Wednesday, September 17, 2008

On the Gartner EPS 2008


Early morning in Stamford. The "hype cycle" has become Gartner's most known artifact, as well as their constant flow of TLAs - SOA, BAM, EDA, RTE, XTP - are all Gartners' words. The Gartner EPS has ended last night, and in less than two hours we'll start the EPTS 4th event processing symposium (so Roy Schulte will be able to relax and I'll start sweating).
Some short impressions from the conference (besides the networking and meeting again old friends).
  • The Gartner analysts came with new slides, but very little new insights relative to their past messages.
  • Mani Chandy had interesting talk, saying that EDA is a natural continuation of SOA and not a paradigm shift (good topic to discuss). Also said that one of the big benefits of EP is - saving time for people by filtering and aggregation of flowing information.
  • David Luckham has talked about "holistic event processing" as the future -- which from technology point of view means - dynamic big event processing networks. Also talked about the need to have formally defined clear semantics of event processing language (well - that is what we are trying to do in EPDL).
  • Marc Adler has a great talk (in my opinion, the best one) - about his experience in developing CEP application, which seems to be a success story. He talked about criteria to select a vednor, difficulties in the development itself, and shortages in the state-of-the-art.
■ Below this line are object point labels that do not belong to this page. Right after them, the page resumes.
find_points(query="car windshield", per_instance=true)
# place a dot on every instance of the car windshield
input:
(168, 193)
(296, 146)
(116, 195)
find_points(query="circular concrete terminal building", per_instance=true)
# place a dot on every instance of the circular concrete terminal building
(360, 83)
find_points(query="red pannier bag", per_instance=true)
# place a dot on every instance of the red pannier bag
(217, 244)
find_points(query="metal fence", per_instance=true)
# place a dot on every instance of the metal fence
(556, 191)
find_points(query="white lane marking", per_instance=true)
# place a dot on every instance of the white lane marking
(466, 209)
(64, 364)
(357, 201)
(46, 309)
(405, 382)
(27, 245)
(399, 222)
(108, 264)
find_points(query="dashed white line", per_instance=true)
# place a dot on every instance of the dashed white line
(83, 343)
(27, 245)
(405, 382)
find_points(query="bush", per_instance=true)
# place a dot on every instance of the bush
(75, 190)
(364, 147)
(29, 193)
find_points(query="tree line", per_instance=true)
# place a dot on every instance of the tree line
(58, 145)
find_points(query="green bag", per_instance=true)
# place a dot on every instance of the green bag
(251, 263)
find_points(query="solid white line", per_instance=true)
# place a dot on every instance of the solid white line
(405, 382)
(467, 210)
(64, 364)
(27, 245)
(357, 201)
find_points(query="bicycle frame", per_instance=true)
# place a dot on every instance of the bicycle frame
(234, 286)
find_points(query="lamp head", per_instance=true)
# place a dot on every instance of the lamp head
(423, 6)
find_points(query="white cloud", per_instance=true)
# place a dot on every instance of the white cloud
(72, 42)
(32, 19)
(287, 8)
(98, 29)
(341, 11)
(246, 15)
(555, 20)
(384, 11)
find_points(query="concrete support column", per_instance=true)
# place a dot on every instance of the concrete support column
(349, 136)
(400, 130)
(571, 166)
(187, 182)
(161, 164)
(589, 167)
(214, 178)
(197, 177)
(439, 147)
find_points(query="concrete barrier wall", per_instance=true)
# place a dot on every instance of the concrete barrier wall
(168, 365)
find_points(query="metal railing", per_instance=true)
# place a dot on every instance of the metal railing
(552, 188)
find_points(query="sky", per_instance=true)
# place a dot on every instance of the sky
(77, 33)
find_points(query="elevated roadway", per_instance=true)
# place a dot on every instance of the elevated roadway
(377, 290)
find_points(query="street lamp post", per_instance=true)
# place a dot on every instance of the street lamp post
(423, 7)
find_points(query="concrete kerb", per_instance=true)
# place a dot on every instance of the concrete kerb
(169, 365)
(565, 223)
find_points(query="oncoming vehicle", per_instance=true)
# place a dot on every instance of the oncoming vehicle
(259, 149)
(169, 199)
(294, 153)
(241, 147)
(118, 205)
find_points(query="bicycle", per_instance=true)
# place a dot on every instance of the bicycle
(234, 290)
One of his insights is that unlike what the "stream SQL" fans are saying that since people know SQL anyway, it is a good basis, he claims that while the syntax looks like SQL, it is a totally different type of thinking, and the knowledge of SQL does not help on getting it.
  • Richard Brown had a talk about collecting events from text - news, blogs etc... I think that getting events from unstructured data has a lot of potential, I also talked with somebody who told me about start-up that extracts events from video cameras - the scenario of tracing behavior of people that fit the shop-lifting pattern (was discussed recently in Blogs) - may become reality soon, it seems that the technology is getting there.

That is all my time permits me to write today -- more later.